Comment l'héritage marrane de l'artiste peut-il se retrouver dans cette œuvre, dans votre regard ?
Avant même une réflexion, le mot « marrane » fait immédiatement naître en moi des scènes, des images. Je vois des ombres projetées sur un mur blanc par la lumière vacillante des bougies de Shabbat allumées en douce, j’entends des chuchotements, je distingue des gestes furtifs, des battements de cils, des gestes codés.

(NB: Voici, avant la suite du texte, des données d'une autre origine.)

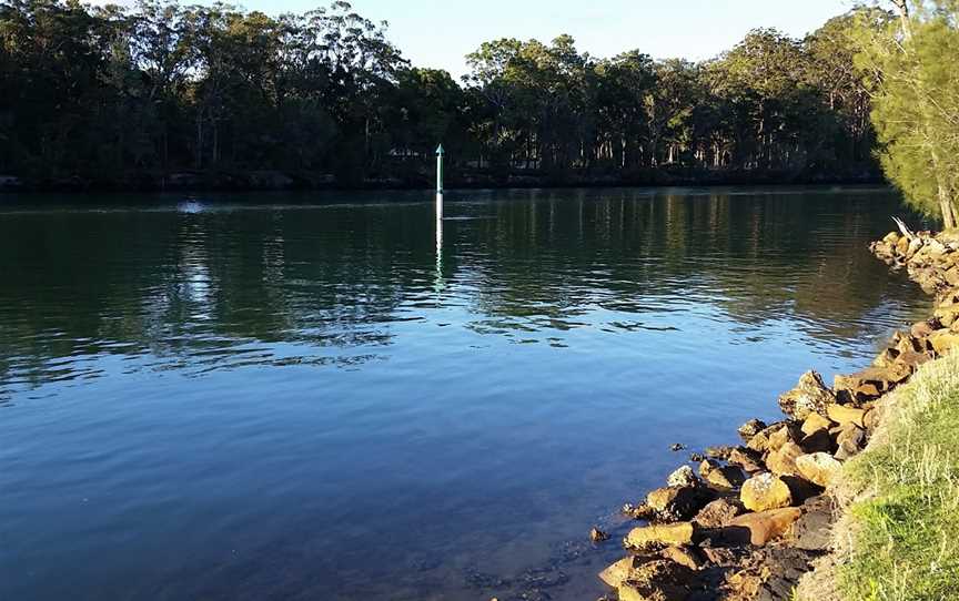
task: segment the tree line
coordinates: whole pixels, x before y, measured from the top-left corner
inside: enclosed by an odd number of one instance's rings
[[[464,184],[876,177],[882,73],[864,69],[864,35],[850,31],[866,23],[879,38],[892,22],[858,8],[801,40],[751,31],[701,62],[596,58],[568,35],[499,39],[457,82],[412,65],[386,23],[343,1],[270,17],[2,0],[0,173],[421,185],[443,142]]]

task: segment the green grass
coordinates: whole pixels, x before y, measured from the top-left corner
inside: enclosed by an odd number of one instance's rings
[[[959,600],[959,355],[894,394],[840,492],[855,498],[837,529],[844,599]]]

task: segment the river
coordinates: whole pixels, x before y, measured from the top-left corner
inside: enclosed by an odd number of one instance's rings
[[[595,599],[930,300],[875,187],[0,196],[0,598]]]

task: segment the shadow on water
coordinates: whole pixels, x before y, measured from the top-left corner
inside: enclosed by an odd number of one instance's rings
[[[596,595],[668,444],[928,306],[878,189],[320,200],[0,205],[0,592]]]

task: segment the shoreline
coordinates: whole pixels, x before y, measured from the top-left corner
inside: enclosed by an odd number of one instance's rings
[[[885,428],[890,394],[959,348],[959,235],[904,228],[870,251],[935,296],[933,315],[897,332],[871,366],[837,375],[831,387],[807,371],[780,395],[783,420],[749,420],[738,429],[741,445],[694,452],[696,469],[679,467],[645,502],[624,506],[640,523],[623,540],[626,557],[600,572],[610,589],[603,599],[841,599],[834,526],[850,502],[838,493],[847,461]],[[608,536],[594,529],[590,538],[603,544]]]

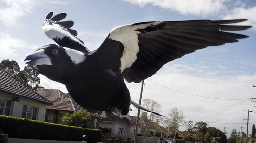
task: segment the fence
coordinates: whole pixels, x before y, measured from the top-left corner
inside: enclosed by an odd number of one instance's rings
[[[8,138],[7,134],[0,134],[0,143],[79,143],[85,141],[59,141]]]

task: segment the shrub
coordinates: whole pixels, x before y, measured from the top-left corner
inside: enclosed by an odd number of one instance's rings
[[[94,129],[84,129],[84,134],[86,136],[84,141],[88,143],[97,143],[100,140],[101,130]]]
[[[82,128],[0,115],[0,128],[9,137],[81,141]]]
[[[185,141],[185,139],[176,139],[176,143],[184,143]]]
[[[99,127],[99,129],[101,130],[102,133],[111,133],[111,128],[108,127]]]
[[[63,125],[88,128],[91,121],[91,116],[87,111],[80,110],[72,114],[66,113],[61,121]]]

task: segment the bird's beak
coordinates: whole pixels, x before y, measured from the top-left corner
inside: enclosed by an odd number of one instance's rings
[[[27,56],[24,61],[29,61],[26,64],[36,67],[37,65],[52,65],[50,58],[46,55],[44,49],[39,49],[32,54]]]

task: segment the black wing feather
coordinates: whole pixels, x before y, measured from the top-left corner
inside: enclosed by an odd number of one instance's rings
[[[246,38],[248,36],[246,35],[223,31],[251,27],[224,25],[245,20],[167,21],[155,26],[152,24],[144,29],[137,29],[140,32],[138,34],[139,51],[132,66],[122,72],[122,76],[129,82],[138,83],[151,76],[163,65],[175,59],[207,46],[236,42],[238,39]],[[150,22],[133,25],[148,24]]]

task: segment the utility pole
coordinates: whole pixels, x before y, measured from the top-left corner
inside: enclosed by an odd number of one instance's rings
[[[239,140],[239,142],[241,142],[241,138],[242,138],[242,128],[244,128],[244,127],[239,127],[239,128],[241,128],[240,129],[240,139]]]
[[[238,131],[238,140],[238,140],[238,142],[240,142],[240,131]]]
[[[141,99],[142,98],[142,93],[143,91],[144,88],[144,80],[142,80],[142,83],[141,84],[141,90],[140,90],[140,100],[139,100],[139,104],[140,105],[141,104]],[[137,136],[138,134],[138,125],[139,125],[139,119],[140,118],[140,109],[138,109],[138,113],[137,115],[136,119],[136,124],[135,128],[135,136],[134,136],[134,143],[137,143]]]
[[[247,141],[248,141],[248,127],[249,126],[249,120],[252,120],[252,119],[249,119],[249,113],[252,112],[252,111],[250,111],[250,110],[248,110],[248,111],[245,110],[244,111],[248,112],[247,119],[244,119],[244,120],[247,120],[247,129],[246,131],[246,142],[247,142]]]

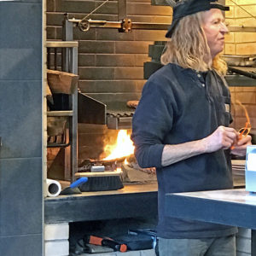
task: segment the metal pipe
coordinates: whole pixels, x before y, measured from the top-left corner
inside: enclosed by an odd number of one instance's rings
[[[124,29],[124,23],[125,20],[131,20],[125,19],[119,21],[107,21],[107,20],[77,20],[68,19],[69,22],[75,23],[83,31],[87,31],[90,27],[106,27],[106,28],[117,28]],[[145,30],[167,30],[170,26],[169,23],[148,23],[148,22],[131,22],[131,29],[145,29]],[[230,32],[256,32],[256,26],[230,26]],[[126,30],[125,30],[126,32]]]

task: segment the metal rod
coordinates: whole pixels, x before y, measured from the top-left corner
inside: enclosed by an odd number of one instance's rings
[[[256,79],[256,74],[255,73],[250,73],[250,72],[246,72],[246,71],[243,71],[243,70],[241,70],[241,69],[238,69],[238,68],[236,68],[236,67],[230,67],[230,66],[229,66],[229,70],[231,71],[231,72],[235,72],[238,74],[246,76],[247,78]]]
[[[118,0],[118,7],[119,7],[119,20],[122,20],[126,18],[126,0]]]
[[[68,19],[69,22],[79,24],[82,20]],[[90,27],[122,28],[123,21],[107,21],[89,19]],[[167,30],[169,23],[131,22],[131,29]],[[256,32],[256,26],[230,26],[230,32]]]

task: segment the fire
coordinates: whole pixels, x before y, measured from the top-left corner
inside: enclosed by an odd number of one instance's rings
[[[134,146],[130,135],[127,134],[127,131],[120,130],[118,134],[116,144],[107,145],[104,150],[105,152],[110,152],[110,154],[103,160],[113,160],[133,154]]]

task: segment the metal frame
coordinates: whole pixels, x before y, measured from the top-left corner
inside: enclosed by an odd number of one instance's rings
[[[48,41],[47,49],[54,49],[55,63],[54,67],[57,69],[57,49],[61,49],[61,70],[64,72],[78,74],[78,47],[79,43],[74,41]],[[48,68],[49,68],[49,52],[47,56]],[[75,173],[78,169],[78,88],[74,93],[69,96],[69,107],[72,111],[55,111],[48,113],[48,116],[67,116],[68,117],[68,139],[70,150],[65,149],[65,159],[70,160],[70,162],[65,165],[65,179],[74,181]],[[70,170],[70,171],[69,171]]]

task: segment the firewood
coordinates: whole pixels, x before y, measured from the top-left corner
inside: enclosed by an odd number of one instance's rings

Le marranisme m’évoque une transmission en contrebande, avec autant d’obstination que de mystère.
La contemplation de l’œuvre de Pascal Monteil fait surgir une nouvelle image et entraîne une réflexion à sa suite : C’est dans la doublure de l’identité apparente que le marranisme s’est transmis, cousu de telle manière à ce qu’il ne soit pas apparent, et Pascal Monteil se saisit de ces fils pour montrer au grand jour, à l’endroit, des scènes qui se déploie sur la toile tel le texte biblique tracé sur les rouleaux de la Torah.

Comment parler de la Shoah ? C'est une question que les artistes se posent depuis 30 ans, dit Pascal Monteil. Lui a choisi de lire. Il a lu Aharon Appelfeld, il a pu y avoir accès grâce à vos traductions. De sa broderie, peut-on parler d'une interprétation / d'un dialogue avec la littérature d'Aharon Appelfeld ?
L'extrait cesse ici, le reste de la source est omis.